Während des Taliban-Regimes zwischen 1996 und 2001 durften Frauen in Afghanistan nicht mehr arbeiten und nur noch verschleiert in Begleitung eines männlichen Familienmitglieds das Haus verlassen. In der Öffentlichkeit war für sie lautes Sprechen oder Lachen verboten. Mädchen wurden auch vom Schulunterricht ausgeschlossen. Viele Frauen befürchten seit der erneuten Machtübernahme der Islamisten, dass diese wieder ähnliche Regeln für sie einführen werden.
Seit mittlerweile fünf Tagen gibt es Gefechte zwischen Taliban und Kämpfern der Nationalen Widerstandsfront um Panjshir, die einzige Provinz im Land, die die Taliban bisher nicht kontrollieren. Ursprünglich hatte es von beiden Seiten geheißen, man wolle die offene Machtfrage durch Verhandlungen lösen. Ein Sprecher der Nationalen Widerstandsfront schrieb diese Woche auf Twitter, die Taliban hätten Massud einen Posten in der künftigen Regierung angeboten und den Schutz seines Eigentums. Dieser habe aber abgelehnt und dies damit begründet, dass er keine persönlichen Interessen verfolge. Von Taliban gab es dazu bisher keine Aussagen.
Die Kämpfe begannen einem Sprecher der Widerstandsfront zufolge am Dienstag mit Taliban-Angriffen auf Kontrollposten am Eingang zum Panjshir-Tal. Zuletzt dürften sich die Gefechte verstärkt haben. Beide Seiten gaben an, das sie der jeweils anderen Seite heftige Verluste zugefügt hätten. In der Nacht auf Samstag verbreiteten Taliban-Unterstützer auf Twitter Gerüchte, Panjshir sei gefallen und die Führung des Widerstands geflohen.
Dies dementierte der bisherige Vizepräsident Amrullah Saleh, der selbst in Panjshir sein soll, umgehend. Die Situation sei schwierig, aber "wir haben unser Land verteidigt", sagte er in einer Videonachricht, die der lokale TV-Sender ToloNews auf Twitter teilte. Auch Massud schrieb auf Facebook, das Panjshir-Tal sei "bisher standhaft geblieben".
Panjshir konnte von den Taliban auch während ihrer ersten Herrschaft zwischen 1996 und 2001 nicht erobert werden.

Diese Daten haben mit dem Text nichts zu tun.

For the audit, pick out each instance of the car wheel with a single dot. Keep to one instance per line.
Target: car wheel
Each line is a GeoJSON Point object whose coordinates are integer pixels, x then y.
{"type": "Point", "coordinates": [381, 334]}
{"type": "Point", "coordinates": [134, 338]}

Das lag neben dem erbitterten Widerstand der Nordallianz auch an der geografischen Lage - der Eingang zum Tal ist eng und gut zu verteidigen.
UNO-Konferenz für humanitäre Hilfe
Zur humanitären Hilfe für Afghanistan findet Mitte September eine UN-Konferenz in Genf statt. UN-Generalsekretär Antonio Guterres werde das hochrangige Treffen am 13. September leiten, teilte sein Sprecher Stephane Dujarric am Freitag in New York mit. Nach der Machtübernahme der radikalislamischen Taliban Mitte August sei Afghanistan von einer "humanitären Katastrophe" bedroht, hob der UN-Sprecher hervor.
Die Konferenz soll zum einen auf eine "rasche Erhöhung der Finanzierung" hinwirken, "damit lebensrettende humanitäre Einsätze fortgesetzt werden können", erklärte Dujarric. Zum anderen gehe es darum, einen "vollständigen und ungehinderten humanitären Zugang" zu Afghanistan zu erhalten, damit die Afghanen weiterhin mit dem Lebensnotwendigen versorgt werden könnten.
Guterres' Sprecher machte deutlich, dass die Hilfen für Afghanistan an Bedingungen geknüpft werden sollen. Die bisherigen Entwicklungsfortschritte in dem Land müssten geschützt werden, erklärte Dujarric. Außerdem seien Frauenrechte ein "wesentlicher" Faktor für Afghanistans Stabilität in der Zukunft.
Afghanistan war bereits vor der Machtübernahme der Taliban in hohem Maße von humanitärer Hilfe aus dem Ausland abhängig. Rund 40 Prozent des Bruttoinlandsproduktes werden aus dem Ausland finanziert.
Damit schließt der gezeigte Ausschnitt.